Cold Spring Harbor symposia on quantitative biology

PubMedID: 24100585

Pierce SK, Liu W. Encoding Immunological Memory in the Initiation of B-Cell Receptor Signaling. Cold Spring Harb Symp Quant Biol. 2013;.
In one of the earliest events in the initiation of antigen-driven antibody responses, naïve, IgM-, and IgD-expressing B cells enter germinal centers where they irreversibly isotype switch to the expression of predominately IgG B-cell receptors (BCRs).
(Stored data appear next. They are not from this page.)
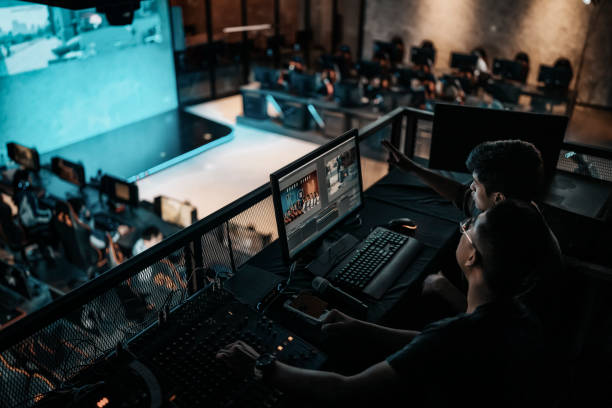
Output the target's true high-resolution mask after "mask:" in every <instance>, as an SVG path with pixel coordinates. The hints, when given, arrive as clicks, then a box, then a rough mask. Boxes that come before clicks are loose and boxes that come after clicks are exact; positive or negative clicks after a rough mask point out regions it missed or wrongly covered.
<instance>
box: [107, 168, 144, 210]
mask: <svg viewBox="0 0 612 408" xmlns="http://www.w3.org/2000/svg"><path fill="white" fill-rule="evenodd" d="M101 184H102V192H103V193H105V194H106V195H107V196H108V198H109V199H110V200H112V201H116V202H119V203H124V204H128V205H131V206H137V205H138V186H137V185H136V184H135V183H128V182H126V181H123V180H120V179H117V178H114V177H111V176H109V175H104V176H103V177H102V183H101Z"/></svg>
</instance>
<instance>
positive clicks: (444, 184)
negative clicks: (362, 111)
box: [382, 140, 544, 215]
mask: <svg viewBox="0 0 612 408" xmlns="http://www.w3.org/2000/svg"><path fill="white" fill-rule="evenodd" d="M382 144H383V146H384V147H385V148H386V149H387V150H388V151H389V153H390V156H389V162H390V163H391V164H394V165H396V166H398V167H399V168H400V169H402V170H405V171H409V172H412V173H414V174H415V175H416V176H417V177H419V178H420V179H421V180H422V181H423V182H424V183H425V184H427V185H428V186H430V187H431V188H433V189H434V190H435V191H436V192H437V193H438V194H440V195H441V196H442V197H444V198H446V199H448V200H449V201H452V202H453V203H455V204H456V205H457V207H459V209H461V210H462V211H463V212H464V213H465V214H466V215H476V214H477V211H485V210H487V209H488V208H490V207H491V206H492V205H493V204H495V203H497V202H499V201H501V200H503V199H504V198H515V199H520V200H524V201H533V200H536V199H537V198H538V196H539V194H540V193H541V189H542V181H543V171H544V170H543V162H542V156H541V154H540V151H539V150H538V149H537V148H536V147H535V146H534V145H533V144H531V143H528V142H524V141H522V140H498V141H494V142H484V143H481V144H479V145H478V146H476V147H475V148H474V149H473V150H472V151H471V152H470V155H469V156H468V158H467V160H466V166H467V168H468V169H469V170H470V171H471V172H472V178H473V181H472V183H471V184H469V185H465V184H461V183H459V182H458V181H456V180H453V179H450V178H448V177H444V176H442V175H440V174H439V173H437V172H435V171H432V170H430V169H428V168H426V167H423V166H421V165H419V164H418V163H416V162H414V161H413V160H411V159H409V158H408V157H407V156H406V155H405V154H403V153H401V152H400V151H399V150H397V148H395V147H394V146H393V145H392V144H391V143H389V142H387V141H383V142H382Z"/></svg>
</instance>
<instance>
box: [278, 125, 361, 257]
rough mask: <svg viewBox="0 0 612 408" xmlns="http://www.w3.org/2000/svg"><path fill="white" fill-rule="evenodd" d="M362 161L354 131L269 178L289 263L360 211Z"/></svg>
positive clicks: (284, 247)
mask: <svg viewBox="0 0 612 408" xmlns="http://www.w3.org/2000/svg"><path fill="white" fill-rule="evenodd" d="M359 157H360V156H359V143H358V141H357V130H356V129H353V130H350V131H348V132H346V133H345V134H343V135H342V136H339V137H337V138H336V139H334V140H332V141H331V142H329V143H328V144H326V145H324V146H321V147H319V148H318V149H316V150H315V151H313V152H311V153H309V154H307V155H306V156H304V157H302V158H300V159H298V160H296V161H294V162H293V163H291V164H289V165H288V166H286V167H283V168H282V169H280V170H278V171H276V172H274V173H272V174H271V175H270V184H271V185H272V198H273V201H274V212H275V214H276V224H277V226H278V235H279V242H280V243H281V248H282V251H283V257H284V259H285V261H286V262H290V261H291V260H292V259H294V258H295V257H296V256H297V255H298V254H299V253H300V252H302V251H303V250H304V249H306V248H307V247H309V246H310V245H312V244H314V243H315V242H317V241H318V240H319V239H320V238H322V237H323V235H324V234H325V233H326V232H327V231H329V230H330V229H331V228H332V227H333V226H335V225H336V224H338V223H339V222H340V221H342V220H343V219H345V218H346V217H348V216H349V215H351V214H353V213H354V212H355V211H357V210H358V209H359V208H361V206H362V203H363V198H362V181H361V165H360V161H359Z"/></svg>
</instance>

The IgG-expressing B cells then undergo rounds of antigen-driven selection, ultimately exiting germinal centers as IgG-expressing memory B cells or plasma blast. This early switch from IgM to IgG begs the question: Of what advantage to the memory response is the B cell's expression of an IgG BCR? Despite convincing evidence that the expression of IgG BCRs is essential for antibody memory responses in vivo, the molecular basis of this requirement is only incompletely understood. Here we describe intrinsic features of IgG BCRs that endow memory B cells with the ability to rapidly and efficiently initiate signaling. Remarkably, efficient signaling is mediated through the cytoplasmic tail of the membrane IgG that binds to synapse associated protein 97, a member of a large family of proteins that are best studied for their role in regulating receptor signaling in neuronal synapses. These findings underscore an interesting parallel in the mechanisms at play in encoding immunological memory and memory in the nervous system.